Ok tank has been set up sence christmas and is my first planted tank and it is a learning process for me. I upgrade items items as time and money let me. When I got this tank I had know idea what it would end up being as I just wanted a bigger tank but now I know where I want to take it eventually. But I keep battling with algea and learning how to dose a planted aquarium. 
Well, here is all the info I have.

Tank..125 gal.

Ph...7

Kh...3

Gh...8

No3...5-10ppm

Po4... Waiting on test kit

220 watts of N.O. lights...I know I need more.

DIY C02. two 3 litters and DIY reactor, will be adding another 3L tonight. I know my Co2 is low thats why I will be adding another bottle and I know I need a pressurised system but can't afford it right now so this will have to do.
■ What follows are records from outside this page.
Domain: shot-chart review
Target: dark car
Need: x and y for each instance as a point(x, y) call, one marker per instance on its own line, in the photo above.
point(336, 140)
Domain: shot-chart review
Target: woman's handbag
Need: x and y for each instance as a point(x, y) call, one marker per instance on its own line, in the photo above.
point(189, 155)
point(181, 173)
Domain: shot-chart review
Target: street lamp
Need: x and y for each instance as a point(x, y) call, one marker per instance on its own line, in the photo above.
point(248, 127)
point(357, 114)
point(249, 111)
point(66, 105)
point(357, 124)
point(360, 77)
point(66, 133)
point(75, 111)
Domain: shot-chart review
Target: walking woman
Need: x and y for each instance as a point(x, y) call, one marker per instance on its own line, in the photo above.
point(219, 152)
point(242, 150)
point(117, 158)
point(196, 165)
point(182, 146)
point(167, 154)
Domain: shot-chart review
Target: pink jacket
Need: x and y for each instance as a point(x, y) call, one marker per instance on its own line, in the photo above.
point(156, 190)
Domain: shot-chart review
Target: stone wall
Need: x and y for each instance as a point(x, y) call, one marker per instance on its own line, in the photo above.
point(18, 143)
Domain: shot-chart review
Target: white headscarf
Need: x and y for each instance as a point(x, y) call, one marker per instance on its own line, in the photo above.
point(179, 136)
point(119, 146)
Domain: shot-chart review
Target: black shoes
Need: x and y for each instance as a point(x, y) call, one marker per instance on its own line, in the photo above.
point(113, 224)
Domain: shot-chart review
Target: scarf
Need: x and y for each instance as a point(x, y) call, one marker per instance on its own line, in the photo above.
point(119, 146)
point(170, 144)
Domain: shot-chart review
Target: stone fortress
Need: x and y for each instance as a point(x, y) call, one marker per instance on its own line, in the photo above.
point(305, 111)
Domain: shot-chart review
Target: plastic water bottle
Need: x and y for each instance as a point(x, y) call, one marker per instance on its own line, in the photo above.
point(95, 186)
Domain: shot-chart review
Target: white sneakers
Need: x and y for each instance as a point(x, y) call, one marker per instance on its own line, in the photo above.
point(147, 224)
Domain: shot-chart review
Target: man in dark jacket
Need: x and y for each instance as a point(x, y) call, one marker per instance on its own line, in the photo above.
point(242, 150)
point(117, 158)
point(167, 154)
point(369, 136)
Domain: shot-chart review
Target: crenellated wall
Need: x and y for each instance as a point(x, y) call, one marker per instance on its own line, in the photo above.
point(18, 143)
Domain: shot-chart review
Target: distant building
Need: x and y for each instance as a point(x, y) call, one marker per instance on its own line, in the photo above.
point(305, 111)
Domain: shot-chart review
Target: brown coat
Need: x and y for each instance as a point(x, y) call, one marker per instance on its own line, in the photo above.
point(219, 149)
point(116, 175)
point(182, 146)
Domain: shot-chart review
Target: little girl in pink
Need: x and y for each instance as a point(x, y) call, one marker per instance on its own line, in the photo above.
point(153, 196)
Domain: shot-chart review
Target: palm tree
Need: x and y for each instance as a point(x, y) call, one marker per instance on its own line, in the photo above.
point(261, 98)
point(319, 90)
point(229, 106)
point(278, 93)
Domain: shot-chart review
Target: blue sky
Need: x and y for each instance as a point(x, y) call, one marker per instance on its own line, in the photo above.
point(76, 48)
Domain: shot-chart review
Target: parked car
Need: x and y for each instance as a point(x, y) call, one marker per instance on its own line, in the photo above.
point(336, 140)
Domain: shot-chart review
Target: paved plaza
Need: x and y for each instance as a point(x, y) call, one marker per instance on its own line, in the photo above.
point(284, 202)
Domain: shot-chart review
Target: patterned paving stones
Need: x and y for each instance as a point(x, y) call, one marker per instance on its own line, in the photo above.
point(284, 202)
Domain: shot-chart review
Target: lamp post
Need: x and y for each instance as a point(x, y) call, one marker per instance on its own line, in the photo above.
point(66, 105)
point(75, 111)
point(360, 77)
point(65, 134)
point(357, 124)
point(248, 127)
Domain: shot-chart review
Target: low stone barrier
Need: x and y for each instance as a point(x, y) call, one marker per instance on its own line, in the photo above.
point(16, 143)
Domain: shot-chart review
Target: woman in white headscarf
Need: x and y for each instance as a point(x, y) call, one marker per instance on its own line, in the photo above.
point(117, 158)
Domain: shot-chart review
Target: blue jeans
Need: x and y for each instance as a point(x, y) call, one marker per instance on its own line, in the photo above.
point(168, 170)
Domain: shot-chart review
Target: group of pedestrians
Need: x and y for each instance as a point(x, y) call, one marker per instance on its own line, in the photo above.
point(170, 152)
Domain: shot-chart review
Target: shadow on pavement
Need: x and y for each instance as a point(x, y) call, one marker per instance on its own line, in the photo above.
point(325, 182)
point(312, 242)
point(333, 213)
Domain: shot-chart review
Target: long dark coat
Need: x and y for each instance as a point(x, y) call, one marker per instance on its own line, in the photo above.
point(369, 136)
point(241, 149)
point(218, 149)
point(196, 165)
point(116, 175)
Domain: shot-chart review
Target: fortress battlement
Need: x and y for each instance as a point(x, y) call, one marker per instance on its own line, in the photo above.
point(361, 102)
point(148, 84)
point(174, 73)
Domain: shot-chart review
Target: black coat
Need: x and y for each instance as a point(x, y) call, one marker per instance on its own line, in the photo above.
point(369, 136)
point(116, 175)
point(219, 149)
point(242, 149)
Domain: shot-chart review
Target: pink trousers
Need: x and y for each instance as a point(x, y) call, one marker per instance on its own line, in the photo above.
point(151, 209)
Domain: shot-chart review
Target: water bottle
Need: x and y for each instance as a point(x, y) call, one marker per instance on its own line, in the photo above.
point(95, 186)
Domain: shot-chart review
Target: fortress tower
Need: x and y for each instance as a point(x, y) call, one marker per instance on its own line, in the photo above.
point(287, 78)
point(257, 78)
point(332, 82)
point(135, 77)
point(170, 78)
Substrate is normal gravel but I have added laterite.

I dose flurish 2x week
Flurish excell to help with carbon
KNO3 as needed to keep between 5-10ppm

Most plants are doing good but some are struggling. Help me get moving into the right direction. Let me know if there is any more info I might be able to supply.

Thanks!


----------



## Laith (Sep 4, 2004)

I think your main issue right now is getting your CO2 up. You may need more than one additional bottle of DIY for a tank that size... try several.
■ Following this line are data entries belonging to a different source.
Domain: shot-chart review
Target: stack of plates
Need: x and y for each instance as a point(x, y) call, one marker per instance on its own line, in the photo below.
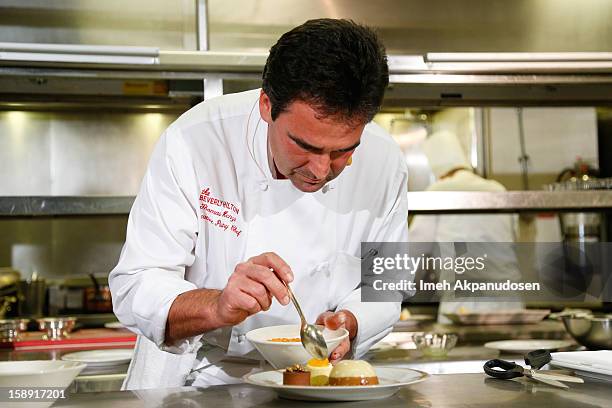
point(109, 361)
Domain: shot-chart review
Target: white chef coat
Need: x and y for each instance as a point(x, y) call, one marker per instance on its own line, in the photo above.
point(486, 228)
point(208, 201)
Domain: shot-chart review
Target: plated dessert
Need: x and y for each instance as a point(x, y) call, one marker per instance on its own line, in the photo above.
point(322, 373)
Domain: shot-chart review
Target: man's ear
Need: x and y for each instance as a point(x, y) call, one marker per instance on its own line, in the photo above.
point(265, 107)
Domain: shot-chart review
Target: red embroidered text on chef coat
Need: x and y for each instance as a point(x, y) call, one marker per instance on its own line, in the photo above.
point(219, 213)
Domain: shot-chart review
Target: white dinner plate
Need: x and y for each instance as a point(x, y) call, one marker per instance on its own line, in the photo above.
point(391, 380)
point(525, 346)
point(594, 364)
point(101, 358)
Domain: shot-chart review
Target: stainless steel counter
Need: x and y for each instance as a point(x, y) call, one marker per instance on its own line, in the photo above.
point(452, 390)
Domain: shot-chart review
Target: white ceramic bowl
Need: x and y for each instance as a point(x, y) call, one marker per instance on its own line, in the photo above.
point(284, 354)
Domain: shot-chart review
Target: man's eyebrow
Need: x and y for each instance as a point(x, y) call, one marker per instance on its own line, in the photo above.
point(316, 149)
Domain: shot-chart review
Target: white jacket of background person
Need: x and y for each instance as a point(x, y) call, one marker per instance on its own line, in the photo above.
point(454, 173)
point(208, 201)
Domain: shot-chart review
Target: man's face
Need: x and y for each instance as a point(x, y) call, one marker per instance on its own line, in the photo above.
point(307, 149)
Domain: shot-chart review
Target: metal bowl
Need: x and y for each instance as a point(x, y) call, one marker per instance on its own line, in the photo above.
point(11, 329)
point(56, 327)
point(591, 331)
point(435, 344)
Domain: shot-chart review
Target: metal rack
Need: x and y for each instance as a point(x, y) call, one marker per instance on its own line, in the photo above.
point(435, 202)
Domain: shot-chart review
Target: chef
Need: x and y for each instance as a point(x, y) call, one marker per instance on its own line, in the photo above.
point(453, 171)
point(246, 191)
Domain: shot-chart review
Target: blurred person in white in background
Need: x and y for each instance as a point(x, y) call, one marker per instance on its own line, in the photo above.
point(453, 172)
Make sure you have lots of plants! I'm talking bunches and bunches for a tank that size.

What exactly is your dosing and water change schedule?


----------



## Bert H (Mar 2, 2004)

I agree with Laith. Crank up that CO2. You really need pressurized for a tank that size. If you switch to pressurized you will soon save money that you're spending on Excel. For the time being, I wouldn't increase the lighting, at least not until you figure out how to get more CO2 in there.


----------



## spinnerbayt (Feb 22, 2005)

I usually change about 30-50 gallons at least every other weekend try to every weekend but with ball games and stuff it doesn't always happen. I was trying to phase out the Excel by adding the DIY CO2. I think it will be ok if I add another 3L bottle and put a bigger pump on my reactor. Its only 80gph pump. I have a 525gph pump and thought I would see if I could rig up something with it to crank out more C02. 

Thanks,
Jeff


----------



## Cavan Allen (Jul 22, 2004)

As Laith and Bert have said, you will be MUCH better off with a pressurized co2 system. I had trouble keeping up with co2 demands on my 30 gallon when I was using yeast. You don't have to spend a fortune on what you need either. I set one up on my 44 breeder and it only cost me about $100. 
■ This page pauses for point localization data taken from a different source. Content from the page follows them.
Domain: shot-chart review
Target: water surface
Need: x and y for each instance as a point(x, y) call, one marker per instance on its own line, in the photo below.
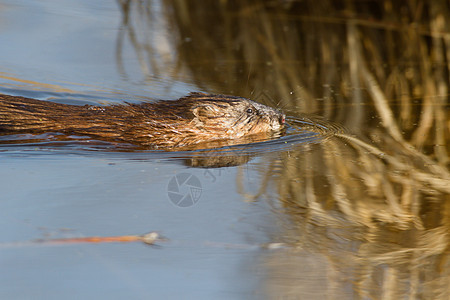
point(356, 206)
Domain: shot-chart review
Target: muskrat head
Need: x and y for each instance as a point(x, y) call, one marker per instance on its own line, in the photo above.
point(234, 117)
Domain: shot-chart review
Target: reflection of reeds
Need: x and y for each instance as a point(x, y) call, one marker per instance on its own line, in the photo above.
point(381, 69)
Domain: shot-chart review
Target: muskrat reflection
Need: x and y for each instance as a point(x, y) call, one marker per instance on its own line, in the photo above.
point(193, 122)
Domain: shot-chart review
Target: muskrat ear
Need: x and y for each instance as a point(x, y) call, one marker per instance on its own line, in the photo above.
point(204, 112)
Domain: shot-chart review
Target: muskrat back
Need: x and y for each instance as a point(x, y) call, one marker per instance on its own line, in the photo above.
point(190, 120)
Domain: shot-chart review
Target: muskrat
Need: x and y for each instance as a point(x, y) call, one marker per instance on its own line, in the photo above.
point(193, 119)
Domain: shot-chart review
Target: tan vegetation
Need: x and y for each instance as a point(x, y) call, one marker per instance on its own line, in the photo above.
point(373, 204)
I can almost guarantee you that your hair algae problems will disappear when you go pressurized.


----------



## mlfishman (Apr 4, 2005)

*press. co2*

All my Hair algae problems faded away like a bad memory when I added pressurized co2 to my 37 gallon. Just get your co2 up and remove as much as you can by hand, even if you have to trim out alot of your plants. Kepp your nitrates and phosphates up as well.


----------